CityBeat's Alan Mittelstaedt asked Yaroslavsky about the speculation after the supervisor discussed the development controversy at Emma Schafer's Public Affairs Forum, a monthly gathering of political and government insiders.
"If I were running for mayor, you'd know about it." Yaroslavsky said. "Most of the talk about me running for mayor has been emanating out of City Hall from people who are trying to marginalize some of these policy issues by reducing them to political tiffs when, in fact, they're substantive policy issues. I'm not going to keep my mouth shut when I see my neighborhood affected by what the city does. And as a former city councilmember, I'm not going to sit back quietly and watch 20 years of my work product dismantled without a fight. This has nothing to do with running for office."
Advocates of more affordable housing say the state and city laws are needed by neighborhoods such as Pico-Union and MacArthur Park just west of downtown Los Angeles, where Latino immigrants, some here illegally, crowd into old apartments and live in incredibly bad conditions. Those walking from Langer's parking lot to the restaurant for a pastrami sandwich may not know they are passing through one of America's most densely packed slums.
These same advocates say the council's decision to ease development restrictions will make affordable housing available throughout the city. Some Pico-Union and MacArthur Park residents could then afford to move westward or into the San Fernando Valley.
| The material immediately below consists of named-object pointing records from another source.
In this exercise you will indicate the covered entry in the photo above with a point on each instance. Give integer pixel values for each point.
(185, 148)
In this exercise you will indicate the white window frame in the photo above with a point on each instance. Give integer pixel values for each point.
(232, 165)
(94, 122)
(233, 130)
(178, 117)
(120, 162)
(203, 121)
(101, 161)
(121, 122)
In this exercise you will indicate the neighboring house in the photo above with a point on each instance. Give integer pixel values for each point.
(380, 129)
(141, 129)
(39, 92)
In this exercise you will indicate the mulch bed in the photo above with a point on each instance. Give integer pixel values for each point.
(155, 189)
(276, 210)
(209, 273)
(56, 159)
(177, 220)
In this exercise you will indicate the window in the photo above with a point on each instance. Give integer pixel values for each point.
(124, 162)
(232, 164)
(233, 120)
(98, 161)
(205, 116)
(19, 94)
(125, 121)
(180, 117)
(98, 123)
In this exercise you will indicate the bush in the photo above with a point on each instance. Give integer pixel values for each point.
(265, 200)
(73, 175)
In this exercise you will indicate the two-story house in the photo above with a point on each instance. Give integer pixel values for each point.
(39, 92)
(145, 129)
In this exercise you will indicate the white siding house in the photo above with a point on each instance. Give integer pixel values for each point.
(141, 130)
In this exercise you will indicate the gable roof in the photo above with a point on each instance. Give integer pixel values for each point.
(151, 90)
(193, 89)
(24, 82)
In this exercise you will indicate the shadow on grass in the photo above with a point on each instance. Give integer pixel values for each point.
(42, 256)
This possibility complicates the dispute, however, bringing in issues of race and class.
Although the demographics of parts of Los Angeles, such as the San Fernando Valley, are changing, much of Los Angeles remains segregated by race and income. Building low-income units in West Los Angeles and the West Valley would change the pattern. Poor Latino immigrants could move into Fairfax and Pico-Robertson.
The politically correct news media and political community do not mention this aspect of the dispute, but it's important.
But it is also important to consider the desires of middle-class L.A. residents to preserve neighborhoods that are part of the fabric of Los Angeles.
This dispute will be a big factor the city election in 2009 when Mayor Antonio Villaraigosa is expected to seek a second term. Right now the mayor is playing both sides of the issue.
He favors more housing construction, especially of the affordable kind. He's developer friendly, approving of the commercial and residential units that were going up around the city at a brisk rate before the credit crisis slowed construction.
But Villaraigosa has also become an advocate for neighborhoods and has worked hard to strengthen his ties with Jewish communities around the city.
I would be surprised if Yaroslavsky runs against him. He can remain supervisor until 2014 when term limits force him out. Supervisors run virtually unopposed. Why give up a low-stress job for the heat of the mayor's office?
But Villaraigosa, even without strong opposition, will have to contend in his re-election campaign with the powerful forces shaping the dispute over neighborhoods and development.